My favorite character?  Well, I don’t know if I have one, but if I did I’d want it to be Mari.  She is Dag’s patrol leader who is much older than most of her patrol, as she has had to wait until she was finished raising her family before returning to patrolling.  She not only proves that women desire and are capable of having lives outside of being a mother/wife, she also shows what it is like when women seek it out.  Lakewalker culture is much more open for women than Farmer, but it still isn’t perfect.  Bujold doesn’t gloss over how childbearing can affect women.  Much as I love a good story about pregnant women going into battle with the men, as though their bodies really–you know–belong to them even when pregnant, the acknowledgement that women in Lakewalker society carry the burden of making the next generation is a powerful one.  A matriarchal society cannot alleviate the fact that it is only women who can give birth.

Of course, Bujold simplifies the issues she deals with by leaving out race differences, and differences in gender identification.  Even gender expression is pretty bland in both cultures.  No one really even considers going outside the norms there.  It’s refreshing that there are no mysterious “dark” races used to add exotic flair, mystery, and a scapegoat for evil.  Bujold in fact interrogates the very ideas of coming to grips with a potentially horrendous birthright, such as the United States’ history as a slave-holding nation–this idea brought to you and me by a Tor.com blog post about the series having an American frontier theme–in Dag’s revealing that Lakewalkers themselves, or their ancestors, were the original source of the Malices they now devote themselves to killing.  

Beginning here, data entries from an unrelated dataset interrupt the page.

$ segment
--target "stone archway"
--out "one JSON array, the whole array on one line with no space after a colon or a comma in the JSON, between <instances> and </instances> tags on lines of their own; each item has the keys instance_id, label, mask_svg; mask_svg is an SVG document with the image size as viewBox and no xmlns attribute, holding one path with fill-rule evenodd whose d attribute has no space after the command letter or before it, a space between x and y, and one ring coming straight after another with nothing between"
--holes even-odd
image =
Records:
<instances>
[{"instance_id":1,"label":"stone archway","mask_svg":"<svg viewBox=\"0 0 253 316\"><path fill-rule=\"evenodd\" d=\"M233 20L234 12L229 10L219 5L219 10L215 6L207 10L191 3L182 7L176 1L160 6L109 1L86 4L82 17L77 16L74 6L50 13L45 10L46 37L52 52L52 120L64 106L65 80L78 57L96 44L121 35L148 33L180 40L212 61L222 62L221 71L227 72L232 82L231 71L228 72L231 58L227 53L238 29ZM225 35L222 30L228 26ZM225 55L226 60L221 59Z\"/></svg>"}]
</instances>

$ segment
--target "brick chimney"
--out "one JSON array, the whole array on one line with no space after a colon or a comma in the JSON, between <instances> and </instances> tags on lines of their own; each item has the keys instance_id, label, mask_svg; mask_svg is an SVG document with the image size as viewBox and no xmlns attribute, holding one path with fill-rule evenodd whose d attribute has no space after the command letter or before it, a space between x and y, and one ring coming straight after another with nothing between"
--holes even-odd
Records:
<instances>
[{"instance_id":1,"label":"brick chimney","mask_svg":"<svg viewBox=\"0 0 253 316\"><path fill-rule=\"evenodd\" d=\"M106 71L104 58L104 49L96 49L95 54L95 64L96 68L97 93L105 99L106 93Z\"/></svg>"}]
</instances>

Fawn becomes the focus of much Lakewalker disgust with Farmers generally about their ignorance of history and just how much Lakewalkers do to protect the world they live in, but she still manages to keep her identity.  It’s at this point a that reader might either expect her character to devolve into a malleable vessel for Dag to remake her into a “real” Lakewalker, or to pull some Ms. Male power stunt that is supposed to win her the acceptance of the group.  She does neither, and in fact relies on her upbringing and her past to bring about the outcome she desires–I mean she figures out how to save Dag, not she gets her way with the camp decision on whether she gets to stay.  No matter what happens, Fawn stays true to herself.  

Well, this has been my rambling on The Sharing Knife, volumes 1 and 2.  I hope there are others out there with more to add, or opinions to discuss.